La fin imminente de la paralysie du gouvernement américain, qui dure depuis plus de quarante jours, pourrait permettre à la SEC (Securities and Exchange Commission) et à la CFTC (Commodity Futures Trading Commission) de reprendre pleinement leurs activités. Ces deux agences, essentielles à la supervision du secteur des actifs numériques, fonctionnaient jusqu’ici avec un personnel restreint, limité aux urgences. Leur retour à la normale coïnciderait avec la reprise des travaux législatifs sur la réglementation des cryptomonnaies, interrompus pendant plus d’un mois. Ce redémarrage se fera toutefois dans un contexte complexe marqué par le changement d’administration entre Joe Biden et Donald Trump, ainsi que par un certain roulement de personnel au sein des agences.
Avant la fermeture, la SEC avait prévu de mettre en place une « exemption d’innovation » pour accélérer la mise sur le marché de produits et services liés à la blockchain. Si le projet reprend, la commission pourrait accorder des « dispenses réglementaires » (exemptive relief), permettant à certaines entreprises d’opérer en marge des règles applicables aux institutions financières traditionnelles. En parallèle, la CFTC, dirigée par Caroline Pham, souhaite voir apparaître des plateformes de trading au comptant pour les cryptos, ainsi que des produits financiers tokenisés d’ici la fin de l’année. Les deux régulateurs coopèrent d’ailleurs plus étroitement qu’à l’accoutumée, un signe encourageant pour la relance de leur agenda commun.

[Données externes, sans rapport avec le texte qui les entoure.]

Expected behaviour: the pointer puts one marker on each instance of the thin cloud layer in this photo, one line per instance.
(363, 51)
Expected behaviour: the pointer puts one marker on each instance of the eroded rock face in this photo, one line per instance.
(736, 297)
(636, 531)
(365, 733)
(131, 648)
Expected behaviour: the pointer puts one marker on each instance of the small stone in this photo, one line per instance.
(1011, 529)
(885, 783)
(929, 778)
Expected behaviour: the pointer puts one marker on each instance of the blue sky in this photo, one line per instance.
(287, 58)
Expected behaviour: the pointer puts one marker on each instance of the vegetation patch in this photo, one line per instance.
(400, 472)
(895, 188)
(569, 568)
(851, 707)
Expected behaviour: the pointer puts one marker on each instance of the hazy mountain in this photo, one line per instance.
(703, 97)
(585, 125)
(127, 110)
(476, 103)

Pendant la fermeture, plusieurs FNB (ETF) cryptos ont néanmoins pu être lancés grâce à un mécanisme de cotation simplifié approuvé avant la crise. Certaines sociétés ont profité d’une directive de la SEC leur permettant de déposer des formulaires S-1 sans attendre d’amendement différé. Cela a permis la mise en marché de produits basés sur Solana, Litecoin et HBAR. À la réouverture, la SEC pourrait soit valider automatiquement ces dossiers après la période réglementaire de vingt jours, soit reprendre un examen approfondi avec des échanges supplémentaires. L’agence pourrait également suspendre temporairement certaines autorisations afin de finaliser ses commentaires techniques.

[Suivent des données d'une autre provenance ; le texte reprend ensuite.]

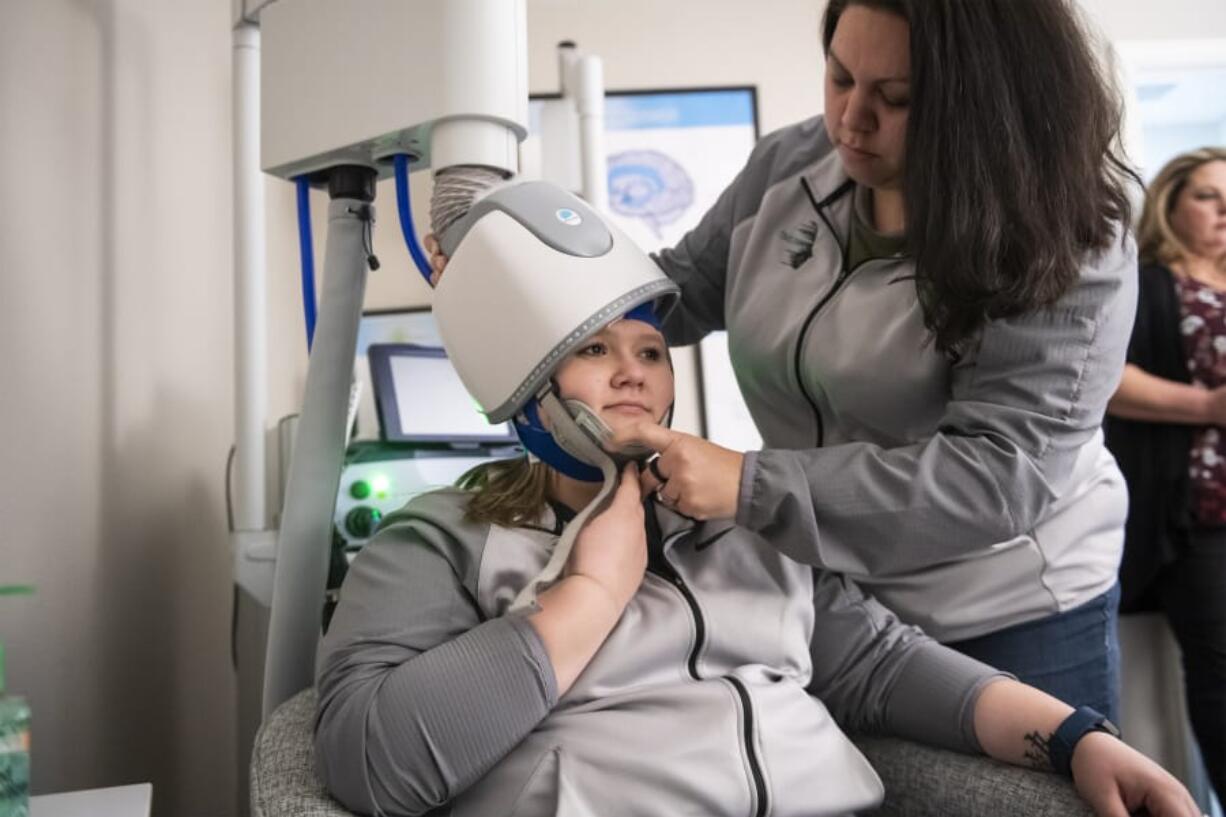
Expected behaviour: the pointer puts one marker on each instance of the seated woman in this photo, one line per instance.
(674, 667)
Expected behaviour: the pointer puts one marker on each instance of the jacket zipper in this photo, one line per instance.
(668, 573)
(844, 274)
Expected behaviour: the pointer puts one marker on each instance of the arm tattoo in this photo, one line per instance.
(1039, 751)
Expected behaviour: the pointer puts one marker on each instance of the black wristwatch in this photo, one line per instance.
(1083, 721)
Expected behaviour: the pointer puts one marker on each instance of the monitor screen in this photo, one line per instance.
(407, 325)
(421, 399)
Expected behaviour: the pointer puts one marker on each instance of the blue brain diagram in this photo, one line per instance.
(649, 185)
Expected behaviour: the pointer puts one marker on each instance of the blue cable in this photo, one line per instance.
(307, 250)
(406, 216)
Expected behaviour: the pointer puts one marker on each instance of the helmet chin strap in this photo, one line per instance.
(582, 445)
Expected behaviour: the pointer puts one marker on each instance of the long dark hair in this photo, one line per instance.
(1013, 163)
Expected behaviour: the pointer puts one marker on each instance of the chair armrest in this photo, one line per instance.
(283, 780)
(927, 782)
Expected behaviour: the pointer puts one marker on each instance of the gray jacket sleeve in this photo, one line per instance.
(699, 261)
(878, 675)
(418, 696)
(1023, 404)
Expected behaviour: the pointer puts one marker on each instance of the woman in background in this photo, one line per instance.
(1168, 432)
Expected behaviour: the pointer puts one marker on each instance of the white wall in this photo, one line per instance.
(115, 339)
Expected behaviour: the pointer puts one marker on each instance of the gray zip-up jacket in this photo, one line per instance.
(700, 702)
(967, 496)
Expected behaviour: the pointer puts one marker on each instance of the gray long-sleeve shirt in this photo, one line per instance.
(970, 494)
(710, 694)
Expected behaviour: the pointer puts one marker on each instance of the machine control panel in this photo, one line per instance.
(379, 480)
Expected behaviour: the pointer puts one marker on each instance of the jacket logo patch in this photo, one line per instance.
(798, 243)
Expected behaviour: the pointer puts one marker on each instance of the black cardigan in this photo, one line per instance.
(1154, 456)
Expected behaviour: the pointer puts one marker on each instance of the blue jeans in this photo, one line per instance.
(1073, 655)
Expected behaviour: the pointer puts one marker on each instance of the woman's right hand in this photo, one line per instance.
(602, 574)
(612, 548)
(438, 260)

Enfin, sur le plan politique, le blocage a ralenti de six semaines les discussions au Congrès sur la future législation encadrant le secteur crypto. Le Sénat et la Chambre travaillent chacun sur leur propre version du texte, cherchant à clarifier la répartition des compétences entre la SEC et la CFTC et à définir la notion d’« actifs auxiliaires » pour distinguer les cryptos considérées comme titres financiers. Les comités sénatoriaux des banques et de l’agriculture devront harmoniser leurs projets afin de présenter un texte commun au président Trump. Cependant, les échéances électorales à venir risquent de compliquer ce processus, alors même que la nomination du futur président de la CFTC, Mike Selig, doit encore être confirmée.
Le marché du Bitcoin a d’ailleurs connu un rebond marqué après l’annonce d’un accord au Sénat américain visant à mettre fin à la paralysie du gouvernement, une issue perçue comme un soulagement majeur sur le plan macroéconomique. En l’espace de 24 heures, le Bitcoin a progressé de plus de 4 %, atteignant un sommet intrajournalier de 106 491 $, tandis que la capitalisation totale du marché crypto grimpait de 4,7 % pour s’établir à 3,68 billions $. Selon plusieurs analystes, la fin du blocage budgétaire américain pourrait restaurer l’appétit pour le risque et améliorer la liquidité globale, des éléments essentiels pour soutenir la tendance haussière actuelle des cryptomonnaies.
Les spécialistes estiment qu’une réouverture du gouvernement renforcerait la confiance institutionnelle et stabiliserait les flux du Trésor américain, créant ainsi un environnement plus favorable aux actifs numériques. Ryan Lee, analyste en chef chez Bitget, a souligné que la levée des incertitudes liées aux dépenses publiques favoriserait la reprise du marché, tandis que Shivam Thakral, PDG de BuyUcoin, a insisté sur l’impact psychologique positif d’une telle résolution pour les investisseurs. Cette amélioration du sentiment se reflète déjà dans les marchés de prévision, où la probabilité d’une fin du shutdown avant le 15 novembre est passée à 91 %.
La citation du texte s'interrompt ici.